実は、仙台と石巻を結ぶ仙石線が、市営地下鉄との乗り換え利便の向上などを目的に地下乗り入れ・あおば通延伸、ということになっていたので(地下区間開業は昨年3月)、今回、改めて訪ねてみようと思った次第で・・・。
前回、4年前に来たときは、もちろん仙台駅の仙石線ホームがまだ地上にあったころでしたしね。
こちら、あおば通駅の入り口です。旅行センターの「びゅうプラザ」まであったのには驚きましたが、これはまぁ、仙台駅より中心街に近い駅ですからねぇ、無理もないでしょう。
改札をとおり、ホームへ下りてきました。
開業してまだ1年しかたっていないこともありますが、こぎれいな感じですねぇ。ほんと、モダンな感じがします。・・・ただ、停まっている電車は・・・。
・・・こちら。これは地下化前から、ですが、仙石線の電車は、首都圏の通勤路線から転じてきた103系電車です。ただ、塗色や内装も含め、大幅にリニューアルされています。(大幅、といってもJR西日本のものには及びませんが)

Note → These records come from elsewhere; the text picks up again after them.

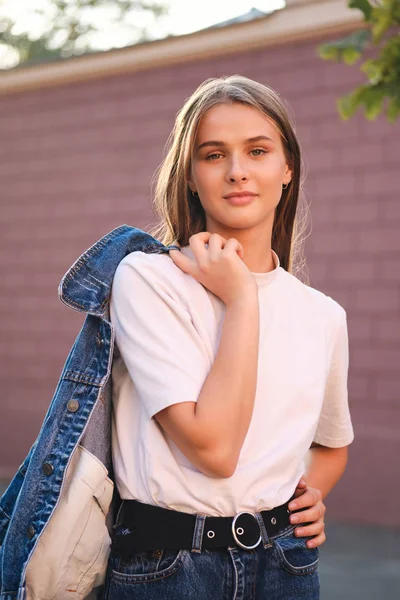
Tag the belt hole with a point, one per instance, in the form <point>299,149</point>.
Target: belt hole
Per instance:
<point>210,534</point>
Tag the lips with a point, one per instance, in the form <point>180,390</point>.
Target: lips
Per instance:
<point>239,194</point>
<point>240,198</point>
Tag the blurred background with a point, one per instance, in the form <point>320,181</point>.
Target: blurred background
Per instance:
<point>89,90</point>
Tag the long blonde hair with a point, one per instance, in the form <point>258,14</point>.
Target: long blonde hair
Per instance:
<point>181,213</point>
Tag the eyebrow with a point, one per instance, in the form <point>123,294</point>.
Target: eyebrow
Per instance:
<point>258,138</point>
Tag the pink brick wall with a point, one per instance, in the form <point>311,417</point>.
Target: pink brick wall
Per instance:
<point>76,161</point>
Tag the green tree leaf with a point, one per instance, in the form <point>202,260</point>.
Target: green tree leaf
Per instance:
<point>70,31</point>
<point>382,70</point>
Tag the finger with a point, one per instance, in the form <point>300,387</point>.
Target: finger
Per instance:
<point>299,491</point>
<point>310,530</point>
<point>308,498</point>
<point>185,263</point>
<point>316,541</point>
<point>307,516</point>
<point>233,245</point>
<point>215,245</point>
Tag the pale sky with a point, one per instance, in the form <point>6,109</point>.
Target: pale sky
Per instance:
<point>185,16</point>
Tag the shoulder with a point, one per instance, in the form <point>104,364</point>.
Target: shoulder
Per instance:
<point>157,270</point>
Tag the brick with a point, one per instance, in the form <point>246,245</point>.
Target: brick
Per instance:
<point>356,155</point>
<point>376,240</point>
<point>388,389</point>
<point>380,182</point>
<point>354,271</point>
<point>387,328</point>
<point>360,328</point>
<point>354,213</point>
<point>391,210</point>
<point>376,359</point>
<point>334,186</point>
<point>359,388</point>
<point>374,300</point>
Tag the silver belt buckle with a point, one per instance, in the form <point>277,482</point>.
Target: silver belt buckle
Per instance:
<point>244,512</point>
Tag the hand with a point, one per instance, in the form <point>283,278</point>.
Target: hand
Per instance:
<point>219,266</point>
<point>311,499</point>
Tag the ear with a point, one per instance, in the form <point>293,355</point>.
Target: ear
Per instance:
<point>288,175</point>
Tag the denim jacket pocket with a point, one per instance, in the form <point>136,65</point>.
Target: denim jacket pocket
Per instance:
<point>70,558</point>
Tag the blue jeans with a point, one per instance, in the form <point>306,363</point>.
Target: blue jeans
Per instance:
<point>279,568</point>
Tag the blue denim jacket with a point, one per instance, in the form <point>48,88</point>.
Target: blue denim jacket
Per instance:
<point>74,444</point>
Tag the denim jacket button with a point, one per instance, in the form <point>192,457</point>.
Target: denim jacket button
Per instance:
<point>73,405</point>
<point>48,468</point>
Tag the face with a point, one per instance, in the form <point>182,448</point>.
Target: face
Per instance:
<point>238,149</point>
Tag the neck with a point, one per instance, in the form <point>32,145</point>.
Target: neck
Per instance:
<point>256,246</point>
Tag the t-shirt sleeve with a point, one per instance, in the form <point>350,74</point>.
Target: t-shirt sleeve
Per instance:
<point>162,350</point>
<point>335,428</point>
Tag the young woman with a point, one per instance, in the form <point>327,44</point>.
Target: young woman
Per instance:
<point>230,383</point>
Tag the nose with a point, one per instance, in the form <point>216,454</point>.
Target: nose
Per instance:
<point>236,171</point>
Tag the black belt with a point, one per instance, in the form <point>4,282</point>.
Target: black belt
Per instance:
<point>141,527</point>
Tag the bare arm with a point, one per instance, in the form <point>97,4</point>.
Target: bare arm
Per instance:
<point>212,431</point>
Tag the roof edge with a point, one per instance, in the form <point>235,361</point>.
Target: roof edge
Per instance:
<point>297,22</point>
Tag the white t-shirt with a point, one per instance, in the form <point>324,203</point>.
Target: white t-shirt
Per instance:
<point>167,329</point>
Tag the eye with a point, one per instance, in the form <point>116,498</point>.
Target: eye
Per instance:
<point>260,150</point>
<point>213,155</point>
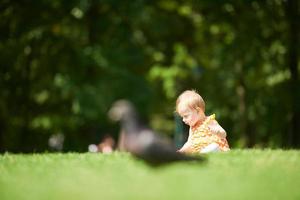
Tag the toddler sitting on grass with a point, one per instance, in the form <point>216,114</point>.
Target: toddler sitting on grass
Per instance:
<point>205,133</point>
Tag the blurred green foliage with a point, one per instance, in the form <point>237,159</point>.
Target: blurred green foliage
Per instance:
<point>64,62</point>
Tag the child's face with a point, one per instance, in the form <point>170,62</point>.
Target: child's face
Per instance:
<point>190,116</point>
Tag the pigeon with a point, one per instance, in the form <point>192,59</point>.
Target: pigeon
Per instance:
<point>143,142</point>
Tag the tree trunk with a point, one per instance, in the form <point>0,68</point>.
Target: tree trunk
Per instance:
<point>292,14</point>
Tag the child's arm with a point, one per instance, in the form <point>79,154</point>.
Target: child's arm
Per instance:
<point>217,129</point>
<point>187,148</point>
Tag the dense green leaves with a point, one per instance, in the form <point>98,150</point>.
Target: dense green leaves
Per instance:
<point>64,62</point>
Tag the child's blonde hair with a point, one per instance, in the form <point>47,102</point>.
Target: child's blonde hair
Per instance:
<point>190,99</point>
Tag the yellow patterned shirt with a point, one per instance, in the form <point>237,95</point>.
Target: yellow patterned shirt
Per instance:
<point>207,133</point>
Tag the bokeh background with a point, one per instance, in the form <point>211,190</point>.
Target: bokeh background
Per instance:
<point>63,63</point>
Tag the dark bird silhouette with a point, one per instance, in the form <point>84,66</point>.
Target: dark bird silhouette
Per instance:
<point>143,142</point>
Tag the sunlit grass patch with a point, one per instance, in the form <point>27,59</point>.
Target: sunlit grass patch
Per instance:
<point>239,174</point>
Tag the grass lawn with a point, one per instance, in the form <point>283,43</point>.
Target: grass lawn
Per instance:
<point>239,174</point>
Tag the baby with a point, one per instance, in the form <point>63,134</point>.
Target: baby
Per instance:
<point>205,134</point>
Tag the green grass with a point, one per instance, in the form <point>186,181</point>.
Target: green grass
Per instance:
<point>239,174</point>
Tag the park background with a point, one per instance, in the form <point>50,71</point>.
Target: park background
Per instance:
<point>63,63</point>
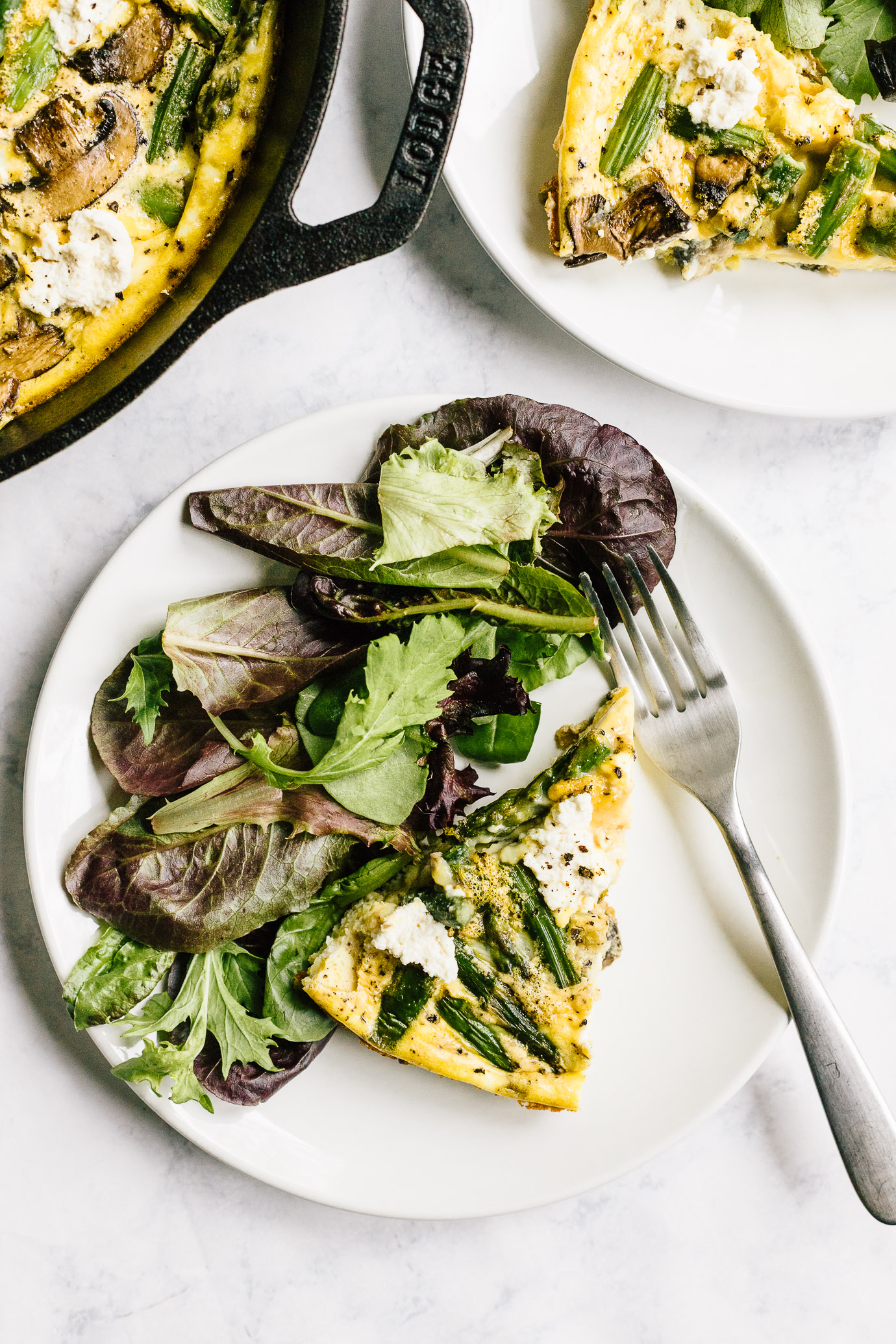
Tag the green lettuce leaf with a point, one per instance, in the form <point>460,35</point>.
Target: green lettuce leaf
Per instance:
<point>147,684</point>
<point>166,1061</point>
<point>433,499</point>
<point>293,1014</point>
<point>791,23</point>
<point>844,50</point>
<point>208,1002</point>
<point>112,977</point>
<point>404,687</point>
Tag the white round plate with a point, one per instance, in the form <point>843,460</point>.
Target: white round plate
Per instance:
<point>687,1014</point>
<point>766,338</point>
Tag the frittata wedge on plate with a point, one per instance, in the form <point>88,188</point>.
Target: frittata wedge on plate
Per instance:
<point>690,136</point>
<point>480,963</point>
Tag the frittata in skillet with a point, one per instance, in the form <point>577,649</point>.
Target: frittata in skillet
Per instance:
<point>480,963</point>
<point>124,131</point>
<point>690,136</point>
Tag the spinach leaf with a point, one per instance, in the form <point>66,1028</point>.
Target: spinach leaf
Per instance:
<point>247,1085</point>
<point>503,738</point>
<point>434,497</point>
<point>406,684</point>
<point>112,977</point>
<point>617,499</point>
<point>192,893</point>
<point>210,1002</point>
<point>147,684</point>
<point>238,649</point>
<point>186,749</point>
<point>386,792</point>
<point>295,1015</point>
<point>844,53</point>
<point>536,658</point>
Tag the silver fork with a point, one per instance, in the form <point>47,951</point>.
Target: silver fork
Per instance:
<point>688,725</point>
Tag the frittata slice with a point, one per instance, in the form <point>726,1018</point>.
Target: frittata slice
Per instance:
<point>482,964</point>
<point>690,136</point>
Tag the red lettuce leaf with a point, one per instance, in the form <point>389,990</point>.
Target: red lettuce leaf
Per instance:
<point>275,522</point>
<point>448,790</point>
<point>482,687</point>
<point>186,751</point>
<point>249,1085</point>
<point>238,649</point>
<point>192,893</point>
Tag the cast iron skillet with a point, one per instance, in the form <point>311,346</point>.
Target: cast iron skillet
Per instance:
<point>261,246</point>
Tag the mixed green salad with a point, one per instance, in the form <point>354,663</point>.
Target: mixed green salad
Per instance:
<point>286,751</point>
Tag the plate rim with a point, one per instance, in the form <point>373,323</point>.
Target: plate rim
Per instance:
<point>180,1119</point>
<point>555,314</point>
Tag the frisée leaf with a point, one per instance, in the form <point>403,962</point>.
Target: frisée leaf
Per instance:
<point>149,679</point>
<point>406,684</point>
<point>112,977</point>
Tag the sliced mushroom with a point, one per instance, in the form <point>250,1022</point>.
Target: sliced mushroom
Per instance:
<point>647,218</point>
<point>8,269</point>
<point>588,225</point>
<point>715,177</point>
<point>8,393</point>
<point>80,182</point>
<point>56,135</point>
<point>133,54</point>
<point>549,198</point>
<point>31,351</point>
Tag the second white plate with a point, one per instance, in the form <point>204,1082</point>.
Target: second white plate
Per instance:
<point>687,1014</point>
<point>766,338</point>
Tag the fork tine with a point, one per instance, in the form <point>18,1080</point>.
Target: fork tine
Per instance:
<point>703,655</point>
<point>653,678</point>
<point>671,662</point>
<point>614,652</point>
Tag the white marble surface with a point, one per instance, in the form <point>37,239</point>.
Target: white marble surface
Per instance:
<point>116,1230</point>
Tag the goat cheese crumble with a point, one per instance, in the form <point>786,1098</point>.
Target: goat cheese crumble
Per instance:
<point>565,858</point>
<point>88,272</point>
<point>731,86</point>
<point>75,22</point>
<point>412,934</point>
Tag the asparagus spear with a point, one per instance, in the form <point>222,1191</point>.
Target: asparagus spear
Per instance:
<point>543,927</point>
<point>746,140</point>
<point>778,180</point>
<point>477,1034</point>
<point>38,65</point>
<point>637,121</point>
<point>847,174</point>
<point>7,10</point>
<point>344,891</point>
<point>177,104</point>
<point>208,16</point>
<point>496,996</point>
<point>883,139</point>
<point>879,232</point>
<point>504,951</point>
<point>402,1003</point>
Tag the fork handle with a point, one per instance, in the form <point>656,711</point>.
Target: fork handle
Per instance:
<point>856,1110</point>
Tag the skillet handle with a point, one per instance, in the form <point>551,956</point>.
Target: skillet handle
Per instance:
<point>281,251</point>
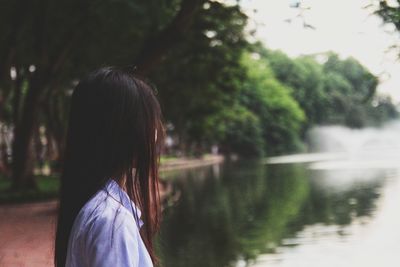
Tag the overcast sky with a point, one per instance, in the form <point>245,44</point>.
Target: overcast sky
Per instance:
<point>343,26</point>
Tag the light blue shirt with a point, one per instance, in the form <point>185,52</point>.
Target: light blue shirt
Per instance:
<point>106,233</point>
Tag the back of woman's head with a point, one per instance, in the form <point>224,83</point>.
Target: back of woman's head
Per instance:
<point>115,131</point>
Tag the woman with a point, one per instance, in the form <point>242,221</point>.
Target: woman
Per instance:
<point>109,201</point>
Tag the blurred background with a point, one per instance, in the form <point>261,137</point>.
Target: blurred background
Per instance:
<point>282,120</point>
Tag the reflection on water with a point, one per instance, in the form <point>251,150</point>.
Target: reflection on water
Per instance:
<point>252,214</point>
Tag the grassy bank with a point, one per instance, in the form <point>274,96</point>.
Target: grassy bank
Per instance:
<point>48,186</point>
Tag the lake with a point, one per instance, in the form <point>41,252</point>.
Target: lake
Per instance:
<point>337,209</point>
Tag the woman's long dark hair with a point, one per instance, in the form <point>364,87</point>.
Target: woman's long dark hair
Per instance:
<point>115,131</point>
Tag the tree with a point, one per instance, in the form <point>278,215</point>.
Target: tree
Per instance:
<point>55,42</point>
<point>200,78</point>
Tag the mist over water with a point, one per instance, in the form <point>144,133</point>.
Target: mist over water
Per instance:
<point>347,160</point>
<point>335,206</point>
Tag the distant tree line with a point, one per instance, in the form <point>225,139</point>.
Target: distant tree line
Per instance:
<point>215,87</point>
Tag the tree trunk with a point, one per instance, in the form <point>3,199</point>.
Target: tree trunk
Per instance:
<point>22,158</point>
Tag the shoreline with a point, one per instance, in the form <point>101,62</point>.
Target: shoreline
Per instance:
<point>169,166</point>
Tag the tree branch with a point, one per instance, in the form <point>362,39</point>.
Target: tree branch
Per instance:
<point>156,47</point>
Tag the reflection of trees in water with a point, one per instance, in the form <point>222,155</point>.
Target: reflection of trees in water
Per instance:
<point>249,209</point>
<point>237,215</point>
<point>332,206</point>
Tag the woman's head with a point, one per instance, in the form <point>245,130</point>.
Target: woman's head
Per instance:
<point>115,131</point>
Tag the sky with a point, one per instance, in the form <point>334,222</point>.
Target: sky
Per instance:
<point>346,27</point>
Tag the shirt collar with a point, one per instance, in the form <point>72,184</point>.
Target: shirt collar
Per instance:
<point>116,192</point>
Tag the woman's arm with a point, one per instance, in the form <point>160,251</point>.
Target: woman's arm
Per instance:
<point>113,242</point>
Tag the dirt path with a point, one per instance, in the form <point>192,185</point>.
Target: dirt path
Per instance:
<point>27,230</point>
<point>26,235</point>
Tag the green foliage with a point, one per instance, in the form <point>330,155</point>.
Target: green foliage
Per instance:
<point>237,130</point>
<point>47,188</point>
<point>280,115</point>
<point>201,76</point>
<point>334,92</point>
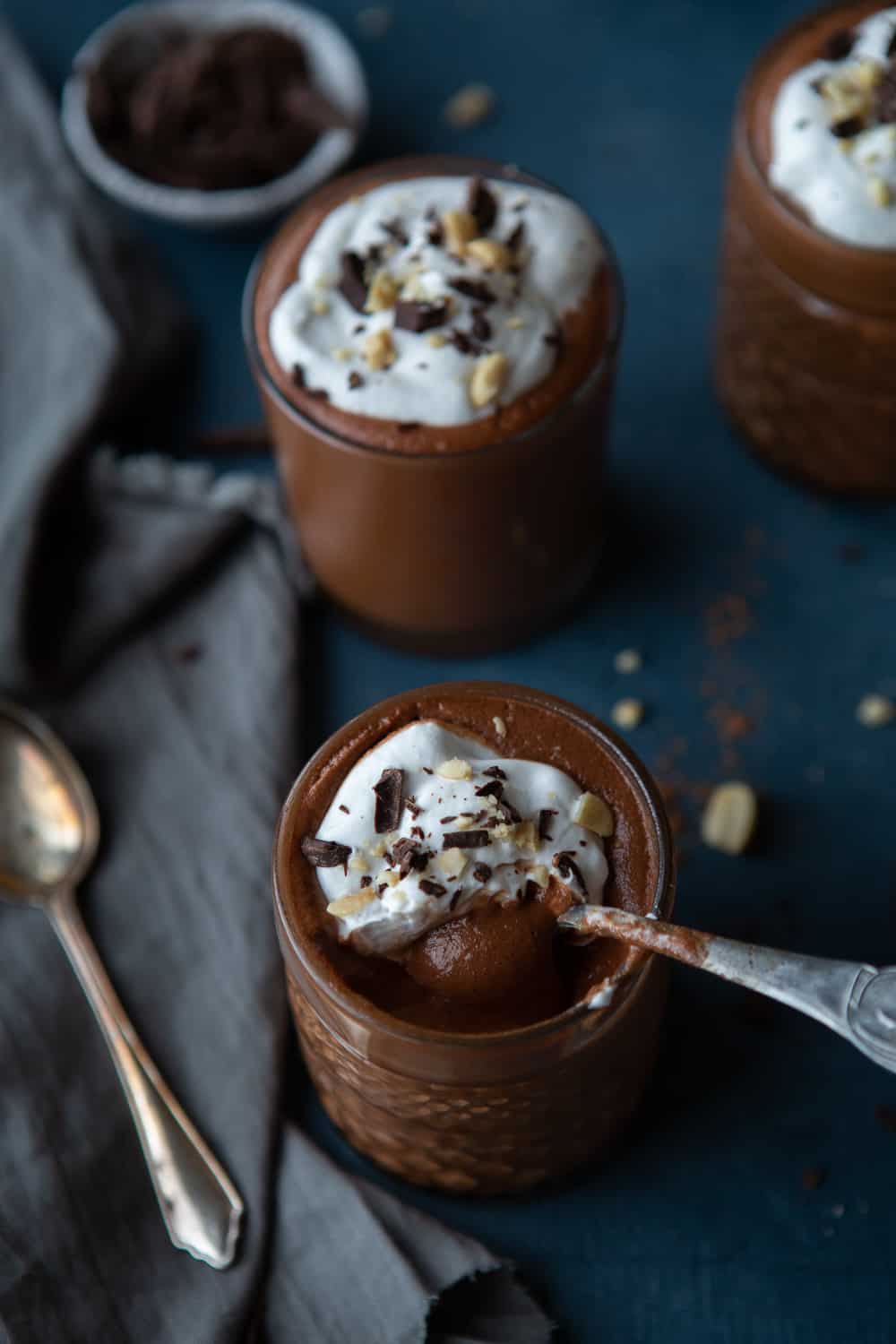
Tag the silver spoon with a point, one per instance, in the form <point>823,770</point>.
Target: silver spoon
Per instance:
<point>855,1000</point>
<point>48,835</point>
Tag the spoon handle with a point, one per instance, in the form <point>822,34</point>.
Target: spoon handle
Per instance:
<point>856,1000</point>
<point>198,1202</point>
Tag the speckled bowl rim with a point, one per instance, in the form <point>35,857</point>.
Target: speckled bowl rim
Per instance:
<point>465,164</point>
<point>333,62</point>
<point>575,1013</point>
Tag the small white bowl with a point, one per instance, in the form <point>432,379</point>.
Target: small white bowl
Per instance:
<point>335,70</point>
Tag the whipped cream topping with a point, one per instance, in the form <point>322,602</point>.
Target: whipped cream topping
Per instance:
<point>408,290</point>
<point>468,827</point>
<point>833,129</point>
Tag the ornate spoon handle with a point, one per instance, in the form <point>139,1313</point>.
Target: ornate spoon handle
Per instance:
<point>198,1201</point>
<point>855,1000</point>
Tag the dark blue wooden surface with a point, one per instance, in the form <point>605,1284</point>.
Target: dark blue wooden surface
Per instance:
<point>699,1228</point>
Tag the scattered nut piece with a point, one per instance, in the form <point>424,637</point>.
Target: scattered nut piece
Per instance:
<point>627,714</point>
<point>879,193</point>
<point>469,107</point>
<point>729,817</point>
<point>452,862</point>
<point>490,254</point>
<point>487,378</point>
<point>460,228</point>
<point>874,711</point>
<point>454,769</point>
<point>592,814</point>
<point>379,349</point>
<point>627,660</point>
<point>382,293</point>
<point>349,905</point>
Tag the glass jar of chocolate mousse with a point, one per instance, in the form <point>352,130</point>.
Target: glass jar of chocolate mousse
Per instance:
<point>421,862</point>
<point>806,340</point>
<point>435,340</point>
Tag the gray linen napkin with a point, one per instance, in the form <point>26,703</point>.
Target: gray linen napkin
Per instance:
<point>152,615</point>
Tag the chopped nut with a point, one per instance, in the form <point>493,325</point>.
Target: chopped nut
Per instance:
<point>627,660</point>
<point>487,378</point>
<point>729,817</point>
<point>454,769</point>
<point>452,862</point>
<point>469,107</point>
<point>382,293</point>
<point>879,193</point>
<point>874,711</point>
<point>490,253</point>
<point>379,349</point>
<point>527,836</point>
<point>349,905</point>
<point>460,228</point>
<point>627,714</point>
<point>591,812</point>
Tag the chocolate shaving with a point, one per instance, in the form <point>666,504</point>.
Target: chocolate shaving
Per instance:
<point>352,285</point>
<point>414,314</point>
<point>465,839</point>
<point>568,868</point>
<point>476,289</point>
<point>481,204</point>
<point>387,812</point>
<point>847,128</point>
<point>325,854</point>
<point>395,230</point>
<point>839,45</point>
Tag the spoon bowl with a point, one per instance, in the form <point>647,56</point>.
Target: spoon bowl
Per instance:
<point>48,823</point>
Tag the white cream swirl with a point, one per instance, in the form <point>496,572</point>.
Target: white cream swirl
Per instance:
<point>842,177</point>
<point>395,230</point>
<point>387,889</point>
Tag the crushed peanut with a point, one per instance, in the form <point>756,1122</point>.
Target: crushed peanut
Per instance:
<point>729,817</point>
<point>487,378</point>
<point>352,903</point>
<point>469,107</point>
<point>460,228</point>
<point>379,349</point>
<point>490,254</point>
<point>592,814</point>
<point>454,769</point>
<point>382,293</point>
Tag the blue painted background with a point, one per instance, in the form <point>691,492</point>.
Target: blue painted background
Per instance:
<point>700,1228</point>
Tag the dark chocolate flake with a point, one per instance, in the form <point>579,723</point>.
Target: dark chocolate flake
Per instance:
<point>840,45</point>
<point>352,285</point>
<point>389,801</point>
<point>481,204</point>
<point>325,854</point>
<point>465,839</point>
<point>414,314</point>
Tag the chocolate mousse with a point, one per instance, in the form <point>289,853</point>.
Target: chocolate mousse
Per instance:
<point>807,295</point>
<point>433,340</point>
<point>421,866</point>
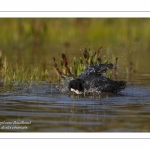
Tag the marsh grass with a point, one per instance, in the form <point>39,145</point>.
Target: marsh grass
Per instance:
<point>89,57</point>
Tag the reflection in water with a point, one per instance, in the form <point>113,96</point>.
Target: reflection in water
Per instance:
<point>51,111</point>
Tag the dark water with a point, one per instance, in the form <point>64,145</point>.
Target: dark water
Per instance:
<point>44,109</point>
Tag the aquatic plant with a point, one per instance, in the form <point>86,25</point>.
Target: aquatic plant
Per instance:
<point>89,57</point>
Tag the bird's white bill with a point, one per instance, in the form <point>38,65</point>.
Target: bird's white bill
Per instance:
<point>76,91</point>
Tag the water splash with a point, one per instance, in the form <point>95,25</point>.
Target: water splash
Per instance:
<point>64,84</point>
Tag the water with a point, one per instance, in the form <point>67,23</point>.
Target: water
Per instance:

本当は、13時ちょうど発の快速「うみかぜ11号」にここから乗ろうと思ってましたが、停まっている各駅停車の12時43分発・東塩釜行きに乗ることにしました。

前回仙石線に乗ったのは4年前のこと。地下化も含め、ずいぶん変化もあるでしょう。今回は、全線完乗を果たすつもりですが、果たしていかに・・・?